Mungkin bahkan menakutkan.

Karena melampaui canggung dan menyakitkan, kita hanya kehilangan kemampuan untuk terhubung dengan benar. Semakin banyak penelitian menunjukkan fakta bahwa ketika Anda berhenti memiliki interaksi di luar layar yang sebenarnya, ketika Anda kehilangan kemampuan untuk berempati, Anda juga kehilangan kemampuan untuk memiliki reaksi tulus terhadap orang-orang nyata, peristiwa nyata, dan hal-hal nyata. Matahari terbenam itu terasa hilang jika Anda tidak membawa telepon Anda. Tidak berhenti mengikuti orang itu terasa seperti mempertaruhkan reputasi Anda yang rumit dan berstatus tinggi. Dan ketika seorang teman yang baik membutuhkan dukungan, Anda diam-diam lebih suka itu daripada teks.
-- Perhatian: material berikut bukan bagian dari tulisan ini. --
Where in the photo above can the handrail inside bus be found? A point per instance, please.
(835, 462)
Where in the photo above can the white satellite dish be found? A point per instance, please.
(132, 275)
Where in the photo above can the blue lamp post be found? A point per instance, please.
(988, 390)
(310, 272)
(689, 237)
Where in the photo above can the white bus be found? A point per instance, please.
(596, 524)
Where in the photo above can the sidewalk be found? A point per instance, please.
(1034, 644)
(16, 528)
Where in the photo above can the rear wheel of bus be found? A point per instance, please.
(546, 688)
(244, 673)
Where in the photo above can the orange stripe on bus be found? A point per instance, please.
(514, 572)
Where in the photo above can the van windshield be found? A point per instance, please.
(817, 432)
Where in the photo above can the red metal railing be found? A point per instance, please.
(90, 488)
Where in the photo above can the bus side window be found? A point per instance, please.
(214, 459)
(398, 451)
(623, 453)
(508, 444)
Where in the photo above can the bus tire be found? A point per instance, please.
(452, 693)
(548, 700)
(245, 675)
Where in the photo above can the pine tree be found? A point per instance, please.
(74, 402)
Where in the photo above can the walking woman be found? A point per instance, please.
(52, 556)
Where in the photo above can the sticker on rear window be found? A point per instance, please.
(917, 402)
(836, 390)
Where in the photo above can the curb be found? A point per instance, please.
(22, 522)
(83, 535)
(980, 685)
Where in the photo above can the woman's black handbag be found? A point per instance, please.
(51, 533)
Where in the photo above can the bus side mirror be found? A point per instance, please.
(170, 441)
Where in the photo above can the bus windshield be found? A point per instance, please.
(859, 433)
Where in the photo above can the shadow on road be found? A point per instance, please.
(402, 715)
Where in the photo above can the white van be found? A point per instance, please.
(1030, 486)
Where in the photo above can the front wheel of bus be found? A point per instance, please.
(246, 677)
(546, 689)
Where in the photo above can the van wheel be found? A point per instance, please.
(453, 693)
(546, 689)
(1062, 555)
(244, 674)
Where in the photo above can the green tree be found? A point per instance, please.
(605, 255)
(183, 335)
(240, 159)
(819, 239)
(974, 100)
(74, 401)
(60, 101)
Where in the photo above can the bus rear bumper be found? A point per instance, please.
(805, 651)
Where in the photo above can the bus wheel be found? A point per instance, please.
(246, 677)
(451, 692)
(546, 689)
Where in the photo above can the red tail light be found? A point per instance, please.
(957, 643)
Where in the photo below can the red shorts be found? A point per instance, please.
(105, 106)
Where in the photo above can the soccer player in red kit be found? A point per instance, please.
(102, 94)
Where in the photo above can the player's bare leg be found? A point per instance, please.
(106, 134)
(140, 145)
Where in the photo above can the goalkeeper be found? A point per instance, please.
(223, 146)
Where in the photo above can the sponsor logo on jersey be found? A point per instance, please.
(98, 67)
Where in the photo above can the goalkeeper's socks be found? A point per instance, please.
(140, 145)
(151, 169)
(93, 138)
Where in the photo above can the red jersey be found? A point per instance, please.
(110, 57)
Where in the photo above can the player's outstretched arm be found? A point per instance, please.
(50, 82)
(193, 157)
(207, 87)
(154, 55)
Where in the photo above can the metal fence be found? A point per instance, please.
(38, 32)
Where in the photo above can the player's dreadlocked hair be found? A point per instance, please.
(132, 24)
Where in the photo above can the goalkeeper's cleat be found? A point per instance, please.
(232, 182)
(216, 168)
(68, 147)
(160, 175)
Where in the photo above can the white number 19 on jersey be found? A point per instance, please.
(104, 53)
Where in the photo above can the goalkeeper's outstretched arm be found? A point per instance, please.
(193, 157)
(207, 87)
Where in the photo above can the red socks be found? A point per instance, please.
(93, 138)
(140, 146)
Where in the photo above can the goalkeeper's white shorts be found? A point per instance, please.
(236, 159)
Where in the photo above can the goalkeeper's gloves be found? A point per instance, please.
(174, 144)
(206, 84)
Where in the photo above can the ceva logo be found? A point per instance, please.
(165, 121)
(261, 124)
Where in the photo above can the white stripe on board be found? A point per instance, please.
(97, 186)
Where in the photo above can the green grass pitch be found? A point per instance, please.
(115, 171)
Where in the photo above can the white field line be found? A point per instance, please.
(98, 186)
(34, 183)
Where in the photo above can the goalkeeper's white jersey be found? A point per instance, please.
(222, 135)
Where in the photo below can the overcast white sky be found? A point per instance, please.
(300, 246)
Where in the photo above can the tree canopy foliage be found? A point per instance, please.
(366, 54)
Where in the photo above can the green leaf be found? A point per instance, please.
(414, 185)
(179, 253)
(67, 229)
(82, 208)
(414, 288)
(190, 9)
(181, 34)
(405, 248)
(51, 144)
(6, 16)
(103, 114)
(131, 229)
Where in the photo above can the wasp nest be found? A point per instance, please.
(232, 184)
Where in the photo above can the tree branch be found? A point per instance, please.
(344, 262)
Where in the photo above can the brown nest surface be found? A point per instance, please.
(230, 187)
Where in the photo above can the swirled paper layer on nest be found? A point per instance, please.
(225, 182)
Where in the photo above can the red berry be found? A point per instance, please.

Untungnya, bukan hanya Anda; kebanyakan dari kita. Adapun solusinya, yah, pertama kita secara teknis membutuhkan masalah - ini mungkin saja bagaimana manusia mengkomunikasikan teknologi yang diberikan di ujung jari mereka. Sial, mungkin yang berhenti mengikuti ini benar; lagipula, merekalah yang akan memenangkan set pisau steak dan tidak dimarahi oleh Alec Baldwin jika seumur hidup adalah Glengarry Glen Ross. Apakah itu semua kehidupan? Melakukan apa yang harus Anda lakukan untuk mencapai puncak? Pilihanmu. Anda bisa menyimpan bintang emas itu, perasaan rapuh tentang diri sendiri, hak itu, dan ping kecil dopamin itu, atau Anda bisa berpegang pada serpihan harga diri, merasa seolah Anda melakukan hal yang benar. Meskipun yang terakhir tentu terdengar lebih bermartabat, itu mungkin tidak terbukti paling menguntungkan.

Rute mana yang akan menjadi milik Anda?